The Political Center

Senator Joe Manchin (D, WV) and his daughter are looking to form a project that would promote centrist policies and candidates in future endeavors and elections. Their project is Americans Together, and it’s intended to be a politically active nonprofit entity.

In a memo that was shared with potential donors and viewed by The Wall Street Journal, the project proposes a coalition that would “mobilize the middle” and support a shift toward the political center.

The Manchins’ move, though, misses an important underlying assumption: what is the middle, the political center?

The Progressive-Democratic Party, with its extremist ideology—

  • no effective southern border
  • voting “rights” and welfare support for illegal aliens
  • sanctuary for illegal aliens
  • identity politics
  • ideology indoctrination of our children from kindergarten through graduate school
  • ever expansive and intrusive government

—has been dragging what used to be our nation’s center steadily Leftward at least since 2008.

Drug Price…Foolishness

President Joe Biden (D) and his associates over in Medicare have identified the drugs of which he’s willing to pretend to negotiate the price. The particular drugs aren’t important; what matters is the precedent being set regarding the Progressive-Democrat-run administration’s view of what constitutes negotiation in Party’s lexicon. Readers interested in which drugs are targeted for now can find the list at the end of the linked-to article.

What’s important here is this.

The naming of the 10 drugs subject to price negotiations kicks off a lengthy process. Drugmakers have until October 1 to say whether they will join in the negotiations.
If they don’t negotiate or accept the price resulting from it, companies face a tax of up to 95% on a medicine’s US sales, or they can pull all of their drugs from Medicare and Medicaid coverage.

And this:

Drug makers that don’t participate or reject the government’s price will incur a crippling daily excise tax that starts at 186% and eventually climbs to 1,900% of the drug’s daily revenues.
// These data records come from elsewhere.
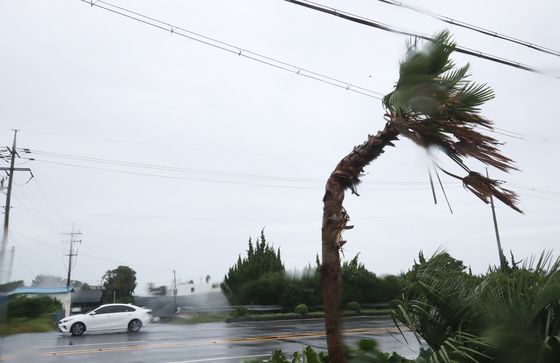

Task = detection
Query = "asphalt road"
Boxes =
[0,317,418,363]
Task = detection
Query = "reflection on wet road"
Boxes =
[0,317,418,363]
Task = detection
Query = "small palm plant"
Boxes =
[321,31,520,363]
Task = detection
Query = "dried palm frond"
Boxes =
[383,31,521,212]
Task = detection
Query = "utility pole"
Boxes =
[6,246,16,282]
[486,168,508,271]
[0,129,33,283]
[173,270,177,312]
[66,223,82,288]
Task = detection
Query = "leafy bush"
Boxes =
[294,304,309,316]
[346,301,362,313]
[394,253,560,363]
[233,306,249,317]
[246,340,416,363]
[8,295,62,318]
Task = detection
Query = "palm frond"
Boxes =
[383,31,521,212]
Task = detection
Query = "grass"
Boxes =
[226,309,392,322]
[0,314,54,336]
[170,309,391,324]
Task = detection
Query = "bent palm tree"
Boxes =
[322,31,521,363]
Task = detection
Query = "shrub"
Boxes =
[346,301,362,313]
[294,304,309,316]
[234,306,249,317]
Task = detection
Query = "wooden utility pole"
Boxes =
[0,130,33,283]
[66,224,82,288]
[173,270,177,312]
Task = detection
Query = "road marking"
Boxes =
[37,340,146,349]
[165,354,270,363]
[0,327,398,361]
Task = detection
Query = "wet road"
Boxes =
[0,317,418,363]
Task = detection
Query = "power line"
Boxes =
[284,0,560,78]
[377,0,560,57]
[27,149,524,189]
[79,0,384,100]
[10,229,172,271]
[24,149,323,183]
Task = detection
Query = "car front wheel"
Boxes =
[70,323,86,337]
[128,319,142,333]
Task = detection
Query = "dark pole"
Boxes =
[0,130,18,283]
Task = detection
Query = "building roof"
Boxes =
[72,289,103,304]
[8,286,74,295]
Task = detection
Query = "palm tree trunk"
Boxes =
[321,123,399,363]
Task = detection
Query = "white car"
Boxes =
[58,304,152,336]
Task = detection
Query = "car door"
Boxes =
[86,306,113,331]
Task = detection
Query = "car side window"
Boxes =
[95,306,113,315]
[113,305,126,313]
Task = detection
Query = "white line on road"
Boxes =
[38,340,146,349]
[165,354,270,363]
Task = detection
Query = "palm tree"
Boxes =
[322,31,521,363]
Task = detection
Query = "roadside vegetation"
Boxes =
[0,296,62,336]
[221,231,402,316]
[249,251,560,363]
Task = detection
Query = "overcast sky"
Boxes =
[0,0,560,294]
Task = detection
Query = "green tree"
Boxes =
[394,253,560,363]
[341,255,400,305]
[103,266,136,303]
[221,229,285,305]
[321,31,519,363]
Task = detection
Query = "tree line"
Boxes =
[221,230,402,311]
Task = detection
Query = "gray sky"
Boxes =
[0,0,560,294]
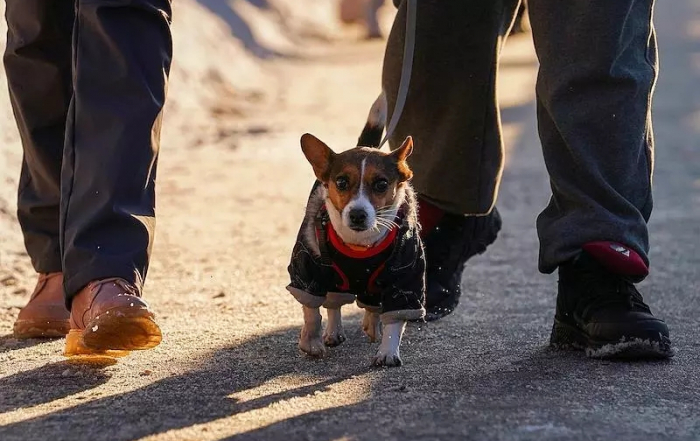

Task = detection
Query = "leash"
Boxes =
[378,0,418,148]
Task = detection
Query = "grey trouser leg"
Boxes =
[528,0,657,272]
[382,0,519,214]
[6,0,172,302]
[3,0,75,273]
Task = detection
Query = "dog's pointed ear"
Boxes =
[390,136,413,182]
[301,133,335,184]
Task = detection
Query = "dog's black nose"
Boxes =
[350,208,367,227]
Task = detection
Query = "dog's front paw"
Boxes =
[362,310,381,343]
[299,336,326,358]
[372,348,403,367]
[323,328,347,347]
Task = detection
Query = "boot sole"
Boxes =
[549,320,675,360]
[64,310,162,357]
[12,320,70,339]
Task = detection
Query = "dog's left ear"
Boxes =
[389,136,413,182]
[301,133,335,184]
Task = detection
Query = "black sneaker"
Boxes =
[423,208,501,322]
[550,251,673,359]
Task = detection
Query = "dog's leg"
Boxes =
[374,321,406,366]
[323,308,346,346]
[362,309,380,343]
[299,306,326,357]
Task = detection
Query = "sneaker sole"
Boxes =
[549,320,675,360]
[64,312,163,357]
[12,320,70,339]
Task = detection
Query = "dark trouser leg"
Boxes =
[382,0,519,214]
[528,0,656,272]
[4,0,74,273]
[61,0,172,301]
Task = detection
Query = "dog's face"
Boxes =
[301,134,413,232]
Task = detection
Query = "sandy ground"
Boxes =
[0,0,700,441]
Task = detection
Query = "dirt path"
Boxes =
[0,0,700,441]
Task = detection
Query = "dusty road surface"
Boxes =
[0,0,700,441]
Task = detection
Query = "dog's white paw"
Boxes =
[362,310,381,343]
[299,306,326,357]
[323,328,347,347]
[372,322,406,366]
[299,330,326,358]
[372,348,403,367]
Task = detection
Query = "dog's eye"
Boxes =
[335,176,349,191]
[372,179,389,193]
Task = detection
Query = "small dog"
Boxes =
[287,127,425,366]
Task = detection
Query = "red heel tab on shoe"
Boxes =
[581,242,649,277]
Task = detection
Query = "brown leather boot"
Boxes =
[14,273,70,338]
[64,278,162,356]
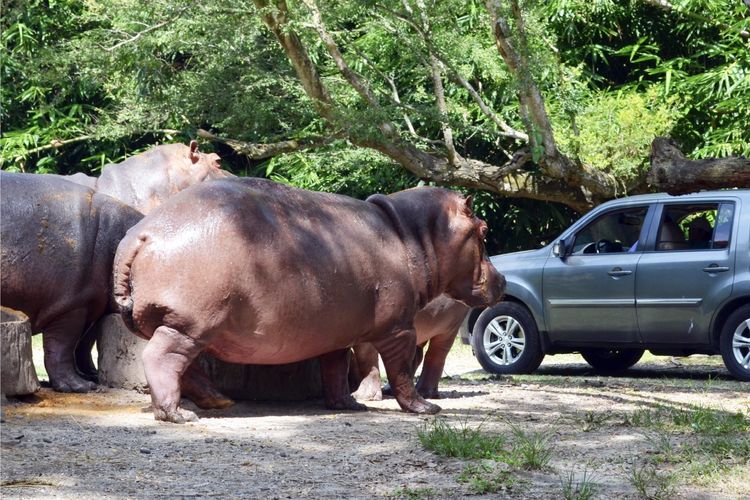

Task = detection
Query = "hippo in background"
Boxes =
[49,140,234,381]
[350,294,472,401]
[0,172,143,392]
[60,140,234,214]
[114,178,503,422]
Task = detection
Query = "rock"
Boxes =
[0,307,39,396]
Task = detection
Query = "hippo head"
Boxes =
[434,193,505,307]
[185,140,234,185]
[378,187,505,307]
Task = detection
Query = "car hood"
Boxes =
[490,246,551,272]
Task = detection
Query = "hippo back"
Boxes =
[96,141,234,214]
[0,172,142,331]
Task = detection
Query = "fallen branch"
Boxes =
[198,129,341,160]
[648,137,750,195]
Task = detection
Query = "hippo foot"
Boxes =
[326,394,367,411]
[50,375,96,392]
[154,408,198,424]
[399,398,442,415]
[79,371,99,384]
[191,395,234,410]
[352,384,383,401]
[417,387,440,399]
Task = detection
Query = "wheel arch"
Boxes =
[711,296,750,352]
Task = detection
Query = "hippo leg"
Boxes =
[75,324,99,383]
[383,344,427,397]
[352,342,383,401]
[375,329,440,415]
[180,359,234,409]
[319,349,367,411]
[417,332,456,399]
[143,326,202,424]
[42,308,96,392]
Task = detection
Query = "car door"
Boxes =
[636,200,736,346]
[542,205,649,345]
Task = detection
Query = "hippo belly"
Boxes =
[113,178,502,422]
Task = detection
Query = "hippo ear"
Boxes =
[188,139,198,163]
[464,195,474,215]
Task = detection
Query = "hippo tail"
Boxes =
[112,230,148,332]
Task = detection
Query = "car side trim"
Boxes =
[548,299,635,307]
[636,298,703,307]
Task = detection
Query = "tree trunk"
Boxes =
[94,314,322,401]
[648,137,750,195]
[0,307,39,396]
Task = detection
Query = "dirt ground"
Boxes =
[0,345,750,499]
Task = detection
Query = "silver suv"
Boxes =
[461,190,750,380]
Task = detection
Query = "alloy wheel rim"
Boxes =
[484,316,526,365]
[732,318,750,370]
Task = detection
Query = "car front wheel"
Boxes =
[719,304,750,381]
[581,349,643,375]
[471,302,544,374]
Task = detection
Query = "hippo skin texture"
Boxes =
[0,172,143,392]
[58,141,234,214]
[350,295,469,401]
[55,141,234,380]
[114,178,504,422]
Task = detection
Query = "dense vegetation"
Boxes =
[0,0,750,250]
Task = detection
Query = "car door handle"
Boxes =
[607,267,633,278]
[703,264,729,273]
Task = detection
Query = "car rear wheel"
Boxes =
[719,304,750,381]
[581,349,643,375]
[471,302,544,374]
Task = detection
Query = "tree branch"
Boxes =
[648,137,750,195]
[104,7,188,52]
[198,128,341,160]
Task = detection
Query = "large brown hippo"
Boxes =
[114,178,502,422]
[0,172,143,392]
[352,294,470,401]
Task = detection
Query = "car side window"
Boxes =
[573,207,648,255]
[656,203,734,251]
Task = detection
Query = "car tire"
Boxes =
[580,349,643,375]
[719,304,750,382]
[471,302,544,374]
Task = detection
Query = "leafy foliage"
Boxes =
[0,0,750,251]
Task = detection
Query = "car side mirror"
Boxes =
[552,238,568,259]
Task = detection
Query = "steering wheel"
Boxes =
[596,238,614,253]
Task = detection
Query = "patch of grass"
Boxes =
[561,469,596,500]
[624,405,750,435]
[417,418,505,459]
[626,405,750,490]
[629,461,676,500]
[390,486,437,500]
[508,427,553,470]
[458,461,520,495]
[578,410,612,432]
[31,333,49,380]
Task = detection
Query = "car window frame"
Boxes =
[642,198,739,254]
[560,201,656,257]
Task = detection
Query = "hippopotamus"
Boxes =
[56,140,234,381]
[0,172,143,392]
[61,141,234,214]
[352,294,472,401]
[113,178,502,423]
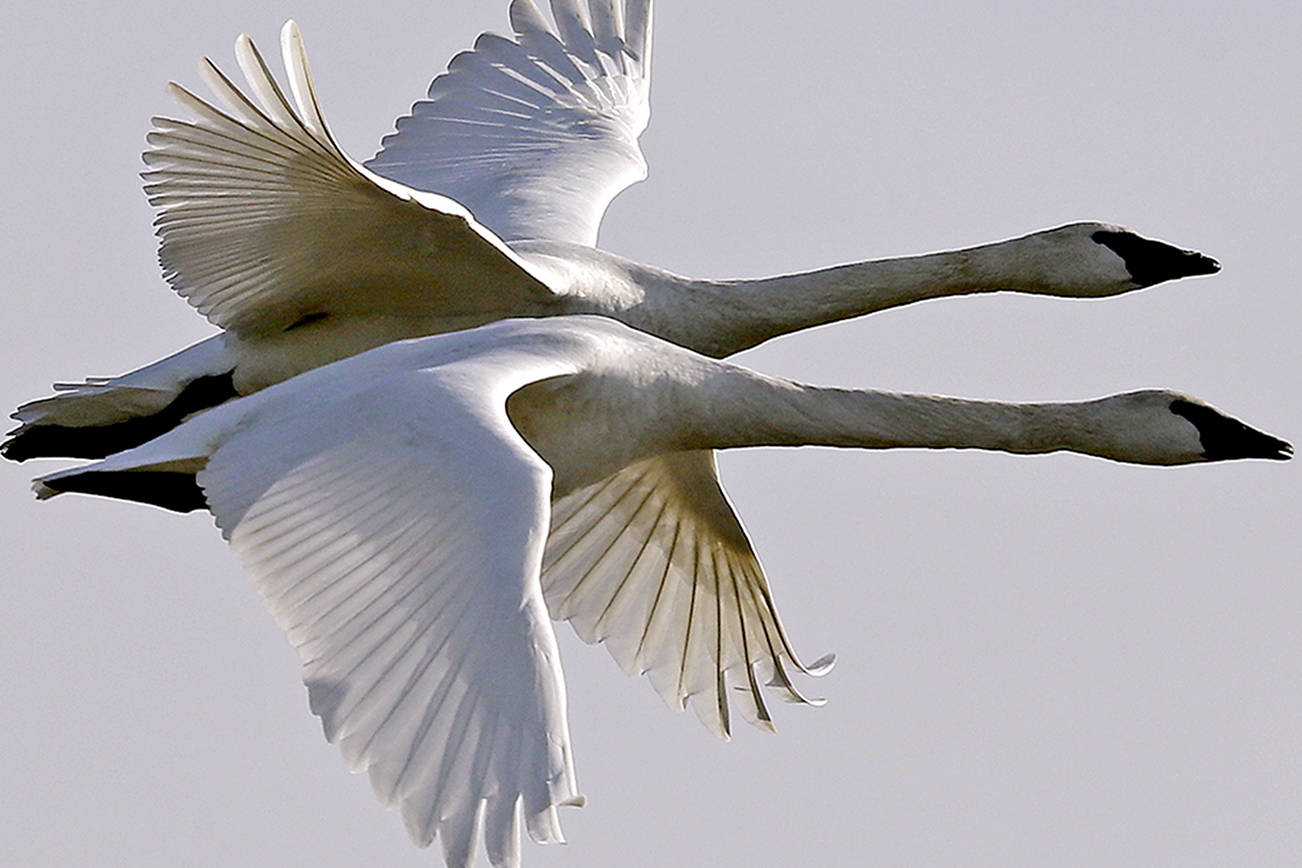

This is extortion, not a negotiation.

That’s not negotiation, that’s “Take our price, or pay even more through our usurious, if not confiscatory, taxes.” The outcome will be a stifling of medical (not just for medicinal) innovation in the US. Instead, innovation, such as might remain, will be pushed overseas, in large part to nations that don’t themselves innovate very much, having come to rely on American developments which they then heavily subsidize for their own citizens.

Some of those drugs, too, will be pulled from Medicare/Medicaid coverage, along with all of the other drugs a company makes available through those programs, which will price them out of reach of those most in need—those with the ailments being treated by those medicines and who lack the money to pay the full price.

That is, until Party takes the next obvious step and taxes those medicines’ sales revenues earned outside of Medicare/Medicaid, to be followed by Party’s diktat that those medicines must be offered through Medicare/Medicaid.

Which will result in those medicines no longer being manufactured in the US at all and no longer being sold at all in the US, regardless of their manufacture.